The Ability system is an extremely powerful system and allows for the character to perform entirely new functionality without having to make any changes to the Ultimate Character Locomotion component. Abilities can be extremely simple (such as one which plays a random idle animation) or extremely complex (such as climbing over a mountain). The Effect system can be thought of as a lightweight ability and they allow for any effects related to the character such as shaking the camera.

The Ultimate Character Locomotion component receives input from the Ultimate Character Locomotion Handler. If the character is an AI agent or a remote player on the network then the handler component disables itself so the character can move according to the AI or remote player input.

The Ultimate Character Locomotion component is a deterministic kinematic controller. This makes it especially appropriate to use over the network in which case client-side predication and server reconciliation can be used to ensure ultra-smooth movement. If character animations are necessary the Animator Monitor component is used which interacts with Unity’s Animator component.

Any object that the character can interact with (equip, hold, shoot, etc.) are called Character Items. When switching between first and third person perspectives the item’s model is changed. The component responsible for managing this model is called First Person Perspective Item or Third Person Perspective Item depending on the perspective. The First Person Visible Item component is responsible for the movement of the first person item using the powerful spring system. The spring system allows for procedurally generated motion and is responsible for the bobs, sways, and shakes in a first person view.

The components responsible for interaction with items are called Item Actions. Examples include the Shootable Action component, the Melee Action component, or the Shield component. Multiple Item Action components can be added to a single item allowing for a single item to be able to shoot and melee, or shoot a bullet and shoot a projectile, for example. Each Item Action contains a set of modules that can individually add or remove the action functionality.

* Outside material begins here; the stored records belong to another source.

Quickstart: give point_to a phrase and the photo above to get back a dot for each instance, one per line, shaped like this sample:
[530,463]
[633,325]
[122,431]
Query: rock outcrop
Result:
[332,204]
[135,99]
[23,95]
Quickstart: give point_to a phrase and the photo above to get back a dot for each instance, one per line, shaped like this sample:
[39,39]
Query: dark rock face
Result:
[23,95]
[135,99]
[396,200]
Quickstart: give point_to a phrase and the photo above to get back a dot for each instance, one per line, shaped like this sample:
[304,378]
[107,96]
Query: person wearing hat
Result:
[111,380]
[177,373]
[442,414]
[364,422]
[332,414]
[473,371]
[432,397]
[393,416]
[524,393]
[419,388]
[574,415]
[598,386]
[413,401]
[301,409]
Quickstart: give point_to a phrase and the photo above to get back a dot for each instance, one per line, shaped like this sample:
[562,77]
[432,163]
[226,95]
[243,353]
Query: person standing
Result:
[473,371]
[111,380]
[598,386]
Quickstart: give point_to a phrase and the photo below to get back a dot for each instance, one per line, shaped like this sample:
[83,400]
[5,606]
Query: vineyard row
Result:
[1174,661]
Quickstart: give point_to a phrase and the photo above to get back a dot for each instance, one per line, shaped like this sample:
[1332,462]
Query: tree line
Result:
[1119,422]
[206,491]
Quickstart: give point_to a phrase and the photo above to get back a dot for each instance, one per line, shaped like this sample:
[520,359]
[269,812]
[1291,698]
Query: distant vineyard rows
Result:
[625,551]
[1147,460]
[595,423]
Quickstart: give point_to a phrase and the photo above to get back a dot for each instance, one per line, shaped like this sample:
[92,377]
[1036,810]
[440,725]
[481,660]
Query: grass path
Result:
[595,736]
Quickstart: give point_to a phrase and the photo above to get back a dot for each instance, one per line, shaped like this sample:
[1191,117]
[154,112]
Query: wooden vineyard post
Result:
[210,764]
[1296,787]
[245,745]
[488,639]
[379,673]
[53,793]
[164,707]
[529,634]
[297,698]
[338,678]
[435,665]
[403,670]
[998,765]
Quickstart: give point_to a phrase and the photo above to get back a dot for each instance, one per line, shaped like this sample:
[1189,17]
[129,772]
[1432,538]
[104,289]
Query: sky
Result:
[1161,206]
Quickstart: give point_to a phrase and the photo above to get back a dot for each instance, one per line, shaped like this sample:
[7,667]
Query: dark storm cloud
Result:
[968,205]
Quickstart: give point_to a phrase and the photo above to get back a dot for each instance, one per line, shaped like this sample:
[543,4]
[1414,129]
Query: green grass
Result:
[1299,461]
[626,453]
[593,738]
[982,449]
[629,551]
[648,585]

Items are identified by their Item Definitions. Item Types inherit Item Definitions and are used by the character controller. Item Definitions allow the controller to be integrated with the Ultimate Inventory System. Item Types are a representation of Items and are used by the Inventory and Item Set Manager components. The Inventory is an optional component which stores the amount of Item Types the character has. If no Inventory is added to the character then an unlimited number of Item Types can be used. The Item Set Manager is responsible for ensuring the correct item is equipped. Multiple categories can be specified which allows for cases such as Halo where the grenades can be switched independently from the main weapons.

The Attribute Manager is a versatile component that can be added to the character which describes a set of values that change over time. The Health component uses the Attribute Manager in order to determine the amount of health or shield the character has remaining.  The Attribute Manager can be used to describe any character property including stamina, hunger, thirst, etc.

As the character is moving around in the world the Character IK component will position the limbs to prevent clipping with other objects. The Character IK component goes along with the Character Foot Effects component which uses the Surface System to spawn the correct effects for the feet. The Surface System is a generic effect spawning system which can spawn effects (decals, particles, audio, etc.) based on the type of impact. For example, if the character shoots a wood crate some wood particles may fall off of the crate, or if grass is hit then some grass blades may fly into the air. The Surface System goes along with the Decal Manager which is responsible for placing any decals, whether that is bullet holes or foot step effects.

Object Pooling is used to reduce the number of allocations necessary which increases performance. If an event needs to occur in the future the Scheduler is responsible for invoking that event. There is a preset system which for allows component values to be changed at runtime based on the current state. For example, the Zoom state will decrease the camera’s field of view.

The camera is controlled by the Camera Controller and the Camera Controller is responsible for managing the different View Types. The View Type describes how the camera should move and can work with the spring system for movements such as bobs, sways, or recoils. In a third person perspective the Object Fader component is added to the camera’s GameObject which allows for materials to fade based on the camera position (to prevent the camera from looking inside the character). The Aim Assist component allows the camera to target a specified GameObject.